When β < 1: Steadily decreasing values
When 1<β<2.6: Right-skewed
When β is near 3: Approximates a normal distribution
When β >3.7: Left-skewed
Scale parameters (η, λ): Holding other parameters constant, changing these two scale parameters can change the stretch of the distribution on the X-axis. As the two parameters increases, the distribution further stretches out to the right, and the height decreases. And decrease the two values does the opposite.
## WE will create 2 paramter weibull distrbution which assume the threshold paramters to be "0".
# Parameters setup
n <- 10000
shape_parameter <- 1.5
scale_parameter <- 7
# Our weibull distribution
weibull_values <- rweibull(n, shape = shape_parameter, scale = scale_parameter)
# Set distribution as data frame
weibull_random <- data.frame(weibull_values)
# Graph the distribution
ggplot(weibull_random, aes(x = weibull_values)) +
geom_density(fill = "orange") +
labs(title = "Weibull distribution",
x = "Values",
y = "Density") +
theme_classic()
# Calculate basic stats
mean <- mean(weibull_values)|>
round(3)
median <- median(weibull_values)|>
round(3)
standard_d <- sd(weibull_values)|>
round(3)
print(paste("Mean of this weibull distribution is" , mean))

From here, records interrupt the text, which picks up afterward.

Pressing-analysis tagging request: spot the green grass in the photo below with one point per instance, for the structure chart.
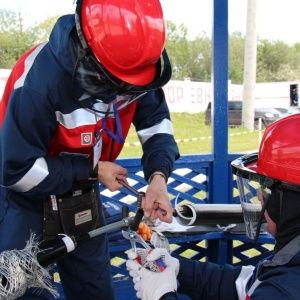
(191, 126)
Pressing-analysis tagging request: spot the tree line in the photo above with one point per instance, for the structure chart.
(276, 60)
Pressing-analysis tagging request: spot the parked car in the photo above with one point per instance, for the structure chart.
(287, 111)
(267, 115)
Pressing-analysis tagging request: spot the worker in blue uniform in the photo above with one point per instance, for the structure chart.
(66, 110)
(270, 177)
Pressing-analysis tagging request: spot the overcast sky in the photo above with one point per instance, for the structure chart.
(276, 19)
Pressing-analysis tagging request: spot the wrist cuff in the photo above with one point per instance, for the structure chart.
(157, 174)
(174, 294)
(94, 174)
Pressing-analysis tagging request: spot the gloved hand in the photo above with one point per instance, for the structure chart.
(153, 285)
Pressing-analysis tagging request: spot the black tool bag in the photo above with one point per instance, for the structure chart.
(73, 216)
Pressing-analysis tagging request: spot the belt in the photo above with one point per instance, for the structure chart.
(74, 193)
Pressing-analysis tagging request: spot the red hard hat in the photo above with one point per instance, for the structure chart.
(279, 152)
(126, 36)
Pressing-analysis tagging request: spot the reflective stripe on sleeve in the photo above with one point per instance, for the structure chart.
(165, 126)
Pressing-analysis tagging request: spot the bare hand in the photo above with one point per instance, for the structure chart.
(110, 173)
(157, 201)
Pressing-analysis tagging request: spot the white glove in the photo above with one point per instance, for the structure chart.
(153, 285)
(155, 254)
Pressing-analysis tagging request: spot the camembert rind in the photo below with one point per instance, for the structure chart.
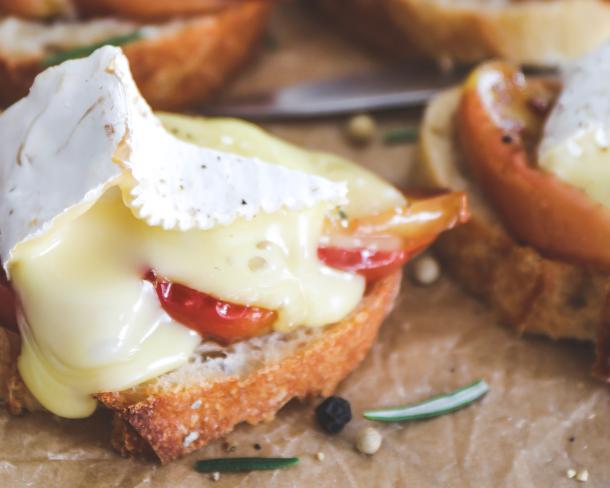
(576, 142)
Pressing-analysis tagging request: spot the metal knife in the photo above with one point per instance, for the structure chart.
(403, 86)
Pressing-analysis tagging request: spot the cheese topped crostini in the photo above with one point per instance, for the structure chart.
(152, 264)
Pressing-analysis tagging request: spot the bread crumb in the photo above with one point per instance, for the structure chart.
(426, 270)
(368, 440)
(583, 475)
(361, 129)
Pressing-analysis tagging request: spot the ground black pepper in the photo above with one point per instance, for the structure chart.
(333, 414)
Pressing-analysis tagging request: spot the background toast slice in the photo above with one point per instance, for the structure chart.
(175, 70)
(532, 31)
(137, 9)
(527, 290)
(249, 381)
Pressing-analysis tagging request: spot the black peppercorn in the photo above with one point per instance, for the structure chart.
(333, 413)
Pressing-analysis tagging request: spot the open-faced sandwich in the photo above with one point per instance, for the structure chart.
(160, 268)
(179, 51)
(539, 32)
(533, 155)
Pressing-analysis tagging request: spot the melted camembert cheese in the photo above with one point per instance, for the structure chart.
(92, 324)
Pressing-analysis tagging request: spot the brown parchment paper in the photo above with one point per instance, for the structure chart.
(544, 413)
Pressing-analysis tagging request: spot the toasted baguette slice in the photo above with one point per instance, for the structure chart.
(528, 291)
(175, 69)
(531, 31)
(36, 8)
(250, 381)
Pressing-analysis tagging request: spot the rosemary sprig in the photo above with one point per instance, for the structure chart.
(403, 135)
(432, 407)
(83, 51)
(231, 465)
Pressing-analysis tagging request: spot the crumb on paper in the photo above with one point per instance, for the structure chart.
(361, 129)
(190, 438)
(582, 475)
(426, 271)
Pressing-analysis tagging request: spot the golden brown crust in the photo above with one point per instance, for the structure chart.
(528, 291)
(174, 71)
(160, 422)
(533, 31)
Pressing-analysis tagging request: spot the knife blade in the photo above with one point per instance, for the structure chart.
(394, 87)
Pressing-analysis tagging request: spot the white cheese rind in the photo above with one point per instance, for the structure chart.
(576, 141)
(60, 141)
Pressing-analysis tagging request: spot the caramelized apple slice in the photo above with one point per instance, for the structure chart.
(500, 120)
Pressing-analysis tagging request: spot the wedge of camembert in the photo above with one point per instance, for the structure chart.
(94, 192)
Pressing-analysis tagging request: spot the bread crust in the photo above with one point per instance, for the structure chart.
(532, 31)
(154, 423)
(527, 291)
(176, 70)
(35, 8)
(159, 422)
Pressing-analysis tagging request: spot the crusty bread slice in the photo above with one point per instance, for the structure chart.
(465, 31)
(175, 70)
(527, 290)
(222, 386)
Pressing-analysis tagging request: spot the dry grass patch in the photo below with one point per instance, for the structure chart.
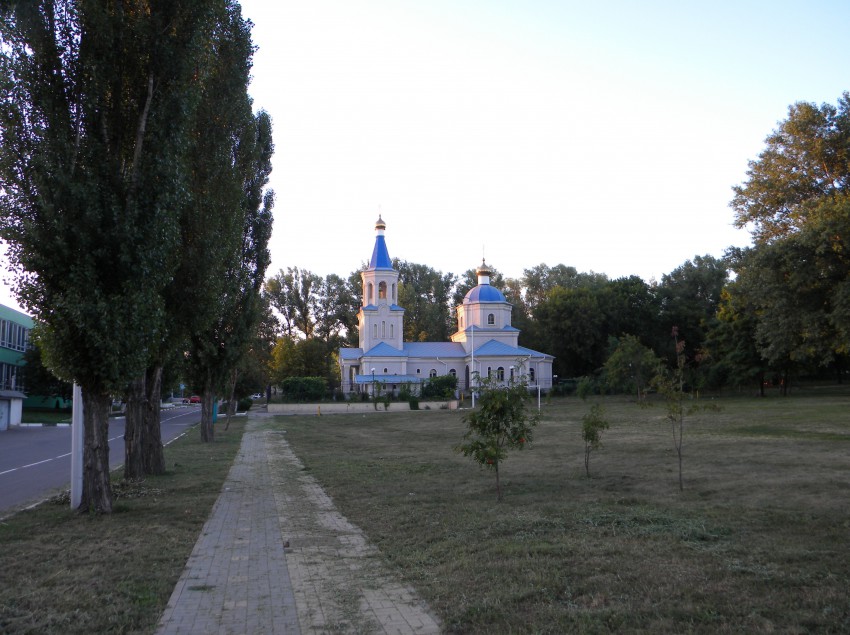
(756, 543)
(67, 573)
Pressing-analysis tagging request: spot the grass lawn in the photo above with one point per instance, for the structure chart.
(757, 542)
(61, 572)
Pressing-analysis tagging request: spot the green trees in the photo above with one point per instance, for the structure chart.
(424, 293)
(92, 180)
(631, 367)
(796, 200)
(502, 422)
(592, 426)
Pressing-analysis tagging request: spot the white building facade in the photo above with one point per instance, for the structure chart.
(485, 342)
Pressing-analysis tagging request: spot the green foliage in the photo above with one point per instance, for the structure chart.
(303, 389)
(407, 394)
(805, 163)
(37, 378)
(424, 293)
(631, 367)
(441, 387)
(592, 425)
(501, 422)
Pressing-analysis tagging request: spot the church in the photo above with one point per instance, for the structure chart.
(485, 342)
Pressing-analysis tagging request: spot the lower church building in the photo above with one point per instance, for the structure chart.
(485, 342)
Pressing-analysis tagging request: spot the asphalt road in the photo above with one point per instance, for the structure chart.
(35, 461)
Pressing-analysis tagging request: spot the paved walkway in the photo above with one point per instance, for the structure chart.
(275, 556)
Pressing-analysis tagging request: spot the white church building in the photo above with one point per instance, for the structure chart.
(485, 342)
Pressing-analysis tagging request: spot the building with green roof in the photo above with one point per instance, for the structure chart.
(15, 330)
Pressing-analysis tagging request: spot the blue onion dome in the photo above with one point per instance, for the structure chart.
(484, 292)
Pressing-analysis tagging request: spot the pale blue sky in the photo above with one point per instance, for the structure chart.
(605, 136)
(602, 135)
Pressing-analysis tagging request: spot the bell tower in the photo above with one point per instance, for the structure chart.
(380, 318)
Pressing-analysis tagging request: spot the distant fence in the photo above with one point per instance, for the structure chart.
(333, 407)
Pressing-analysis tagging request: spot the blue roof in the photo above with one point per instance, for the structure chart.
(387, 379)
(501, 349)
(380, 255)
(434, 349)
(385, 350)
(350, 353)
(484, 293)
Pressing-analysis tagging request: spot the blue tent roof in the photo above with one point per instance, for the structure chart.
(350, 353)
(484, 293)
(380, 255)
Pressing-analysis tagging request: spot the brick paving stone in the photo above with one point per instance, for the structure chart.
(241, 579)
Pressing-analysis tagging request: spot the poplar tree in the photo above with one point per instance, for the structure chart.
(94, 111)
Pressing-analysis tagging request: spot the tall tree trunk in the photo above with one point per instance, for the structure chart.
(152, 454)
(231, 404)
(207, 430)
(134, 429)
(97, 490)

## [1] "Mean of this weibull distribution is 6.351"
print(paste("Median of this weibull distribution is" , median))
## [1] "Median of this weibull distribution is 5.496"
print(paste("Standard deviation of this weibull distribution is" , standard_d))

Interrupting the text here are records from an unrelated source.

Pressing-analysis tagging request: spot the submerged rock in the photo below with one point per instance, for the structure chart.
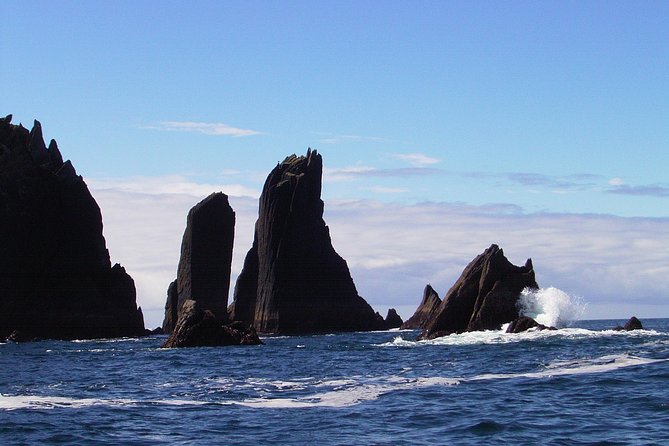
(425, 311)
(293, 281)
(197, 327)
(484, 297)
(206, 258)
(632, 324)
(56, 278)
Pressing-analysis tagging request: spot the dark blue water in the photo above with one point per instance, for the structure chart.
(574, 386)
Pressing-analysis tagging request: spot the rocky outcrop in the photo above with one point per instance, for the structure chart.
(198, 327)
(484, 297)
(392, 320)
(56, 278)
(425, 311)
(524, 323)
(206, 258)
(632, 324)
(293, 281)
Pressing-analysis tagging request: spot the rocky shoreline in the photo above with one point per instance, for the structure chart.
(57, 281)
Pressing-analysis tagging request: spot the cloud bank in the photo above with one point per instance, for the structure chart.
(207, 128)
(619, 266)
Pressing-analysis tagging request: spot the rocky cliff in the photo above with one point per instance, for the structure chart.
(56, 278)
(206, 257)
(484, 297)
(293, 281)
(425, 311)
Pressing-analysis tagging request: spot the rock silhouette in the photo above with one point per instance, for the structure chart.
(484, 297)
(632, 324)
(56, 278)
(425, 311)
(206, 258)
(198, 327)
(293, 281)
(392, 320)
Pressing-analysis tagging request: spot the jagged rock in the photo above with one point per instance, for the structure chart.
(206, 258)
(632, 324)
(524, 323)
(484, 297)
(198, 327)
(392, 320)
(56, 278)
(425, 311)
(293, 281)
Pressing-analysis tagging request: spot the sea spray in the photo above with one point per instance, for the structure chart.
(551, 306)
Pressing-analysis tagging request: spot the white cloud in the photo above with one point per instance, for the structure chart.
(207, 128)
(393, 250)
(169, 184)
(417, 159)
(388, 190)
(339, 139)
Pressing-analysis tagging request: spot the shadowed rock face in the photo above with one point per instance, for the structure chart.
(425, 311)
(293, 281)
(197, 327)
(484, 297)
(206, 259)
(56, 278)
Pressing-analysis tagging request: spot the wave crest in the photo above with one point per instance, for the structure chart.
(551, 306)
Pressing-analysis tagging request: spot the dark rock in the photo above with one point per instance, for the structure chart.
(19, 336)
(197, 327)
(206, 258)
(293, 281)
(425, 311)
(484, 297)
(392, 320)
(56, 278)
(524, 323)
(632, 324)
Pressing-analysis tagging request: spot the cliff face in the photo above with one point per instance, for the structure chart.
(426, 310)
(293, 281)
(56, 278)
(484, 297)
(206, 259)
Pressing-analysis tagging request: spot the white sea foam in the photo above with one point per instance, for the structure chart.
(336, 392)
(551, 306)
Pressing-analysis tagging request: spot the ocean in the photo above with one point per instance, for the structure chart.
(582, 385)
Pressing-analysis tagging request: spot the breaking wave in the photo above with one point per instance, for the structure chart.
(338, 392)
(551, 306)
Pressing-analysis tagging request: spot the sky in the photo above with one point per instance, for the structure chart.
(444, 127)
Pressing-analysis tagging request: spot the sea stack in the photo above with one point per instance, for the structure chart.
(206, 257)
(484, 297)
(425, 311)
(56, 278)
(293, 281)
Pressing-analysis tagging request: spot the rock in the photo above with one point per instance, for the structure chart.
(392, 320)
(206, 258)
(197, 327)
(56, 278)
(524, 323)
(484, 297)
(293, 281)
(425, 311)
(19, 336)
(632, 324)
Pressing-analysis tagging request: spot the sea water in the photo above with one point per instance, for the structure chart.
(584, 384)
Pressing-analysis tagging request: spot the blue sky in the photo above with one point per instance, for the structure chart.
(519, 110)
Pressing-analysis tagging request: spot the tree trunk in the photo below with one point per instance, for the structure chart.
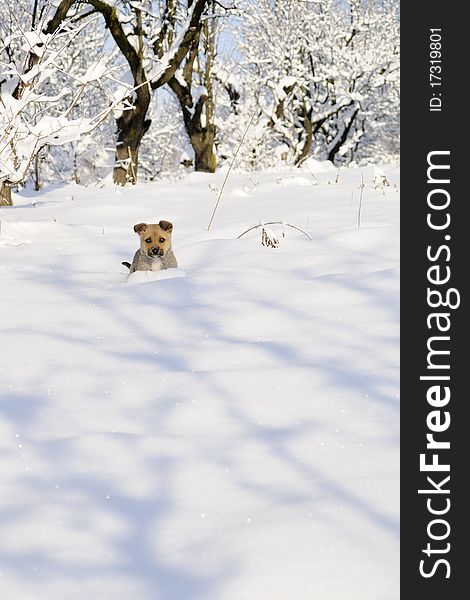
(202, 141)
(5, 194)
(132, 126)
(342, 138)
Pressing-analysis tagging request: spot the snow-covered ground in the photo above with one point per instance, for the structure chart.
(225, 431)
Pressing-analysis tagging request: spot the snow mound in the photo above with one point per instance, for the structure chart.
(318, 166)
(147, 276)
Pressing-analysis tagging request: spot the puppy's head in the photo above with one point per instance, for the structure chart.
(155, 239)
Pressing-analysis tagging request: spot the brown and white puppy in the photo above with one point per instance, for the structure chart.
(155, 252)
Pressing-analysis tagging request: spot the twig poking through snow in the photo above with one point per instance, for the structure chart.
(230, 168)
(362, 186)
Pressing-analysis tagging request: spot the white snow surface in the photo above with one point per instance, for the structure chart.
(227, 430)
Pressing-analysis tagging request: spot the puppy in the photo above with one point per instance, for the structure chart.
(155, 252)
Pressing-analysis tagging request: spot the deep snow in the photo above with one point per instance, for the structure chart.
(225, 431)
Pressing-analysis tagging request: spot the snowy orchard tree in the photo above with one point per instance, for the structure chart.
(195, 84)
(153, 37)
(31, 116)
(316, 65)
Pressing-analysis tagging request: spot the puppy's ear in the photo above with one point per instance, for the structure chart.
(166, 226)
(140, 227)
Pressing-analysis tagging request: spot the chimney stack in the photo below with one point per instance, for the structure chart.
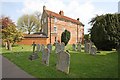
(61, 13)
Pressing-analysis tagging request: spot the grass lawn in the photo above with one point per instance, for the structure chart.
(82, 65)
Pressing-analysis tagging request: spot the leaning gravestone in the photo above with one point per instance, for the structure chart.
(79, 47)
(63, 61)
(38, 47)
(74, 47)
(49, 46)
(57, 48)
(45, 56)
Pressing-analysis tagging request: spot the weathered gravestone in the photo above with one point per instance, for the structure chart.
(78, 47)
(93, 50)
(74, 47)
(42, 47)
(34, 55)
(57, 47)
(63, 61)
(45, 56)
(38, 47)
(49, 46)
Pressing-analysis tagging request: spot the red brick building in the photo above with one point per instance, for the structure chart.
(52, 25)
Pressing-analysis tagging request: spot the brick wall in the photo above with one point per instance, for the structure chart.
(61, 26)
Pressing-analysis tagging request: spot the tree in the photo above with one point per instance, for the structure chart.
(28, 23)
(105, 32)
(65, 37)
(9, 32)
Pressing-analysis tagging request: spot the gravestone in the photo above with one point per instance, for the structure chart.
(63, 61)
(42, 47)
(78, 47)
(74, 47)
(38, 47)
(45, 56)
(93, 50)
(62, 46)
(49, 46)
(57, 48)
(34, 56)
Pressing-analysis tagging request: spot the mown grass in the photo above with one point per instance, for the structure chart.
(82, 65)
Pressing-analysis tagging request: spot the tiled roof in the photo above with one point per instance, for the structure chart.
(50, 13)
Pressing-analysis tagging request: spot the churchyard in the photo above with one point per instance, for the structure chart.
(48, 61)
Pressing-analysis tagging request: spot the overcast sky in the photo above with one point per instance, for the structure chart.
(83, 9)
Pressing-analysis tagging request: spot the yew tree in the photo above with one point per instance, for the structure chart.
(9, 32)
(65, 37)
(105, 32)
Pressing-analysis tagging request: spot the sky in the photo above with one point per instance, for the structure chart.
(85, 10)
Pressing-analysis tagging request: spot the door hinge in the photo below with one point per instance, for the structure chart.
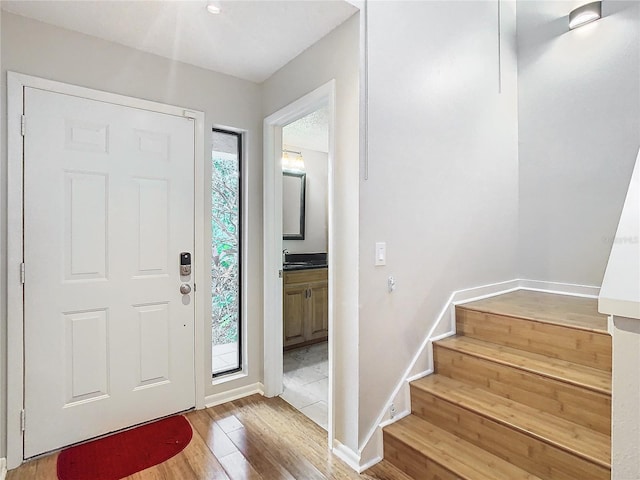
(188, 114)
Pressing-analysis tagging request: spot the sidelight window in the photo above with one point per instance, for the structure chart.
(226, 208)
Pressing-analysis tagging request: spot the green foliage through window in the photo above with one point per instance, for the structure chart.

## [1] "Standard deviation of this weibull distribution is 4.331"
# Sample size
sample_size <- c(2, 8, 20, 44, 92, 140)
# Generate a matrix that has 10,000 rows and 6 columns with all entries = 0
matrixA <- matrix(0, nrow = 10000, ncol = length(sample_size))
matrixA[1:16]
## [1] 0 0 0 0 0 0 0 0 0 0 0 0 0 0 0 0
# Basic setting
set.seed(seed = 42)
# Applu CLT
for (j in 1:length(sample_size)){ # indexing columns of matrix, where each column will represent different sample size
for (i in 1:10000){ # indexes the rows of matrix
matrixA[i,j] <- mean(sample(x = weibull_values,
size = sample_size[j],
replace = TRUE
)
)
}
}
# Change column names
colnames(matrixA) <- c("Sample size=2", "Sample size=8", "Sample size=20","Sample size=44", "Sample size=92", "Sample size=140")
summary(matrixA)
## Sample size=2 Sample size=8 Sample size=20 Sample size=44
## Min. : 0.1339 Min. : 1.948 Min. :3.214 Min. :3.835
## 1st Qu.: 4.0782 1st Qu.: 5.267 1st Qu.:5.679 1st Qu.:5.898
## Median : 5.9417 Median : 6.245 Median :6.312 Median :6.333
## Mean : 6.3460 Mean : 6.346 Mean :6.354 Mean :6.346
## 3rd Qu.: 8.2158 3rd Qu.: 7.326 3rd Qu.:6.996 3rd Qu.:6.783
## Max. :24.4986 Max. :16.077 Max. :9.844 Max. :9.221
## Sample size=92 Sample size=140
## Min. :4.674 Min. :4.880
## 1st Qu.:6.035 1st Qu.:6.093
## Median :6.338 Median :6.340
## Mean :6.347 Mean :6.344
## 3rd Qu.:6.644 3rd Qu.:6.589
## Max. :8.402 Max. :7.613
par(mfrow = c(3, 3))
# Create a histogram for the original Weibull distribution
hist(x = weibull_values,
main = "Histogram of Weibull Distribution",
xlim = c(0, max(weibull_values)),
ylim = c(0, 400),
xlab = "Values")
# Create histograms for the means of random samples from matrixA
for (k in 1:6) {
hist(x = matrixA[, k],
main = paste0("Histogram of Mean of Weibull Dist (Sample Size = ", sample_size[k], ")"),
xlim = c(0, max(matrixA)),
ylim = c(0, 400),
xlab = paste0("Column ", k, " from matrixA"))
}
In our case, CLT does hold true. As we can see from the charts generated above, as the total number of sample chosen increased, the distribution became more and more to resemble a normal distribution.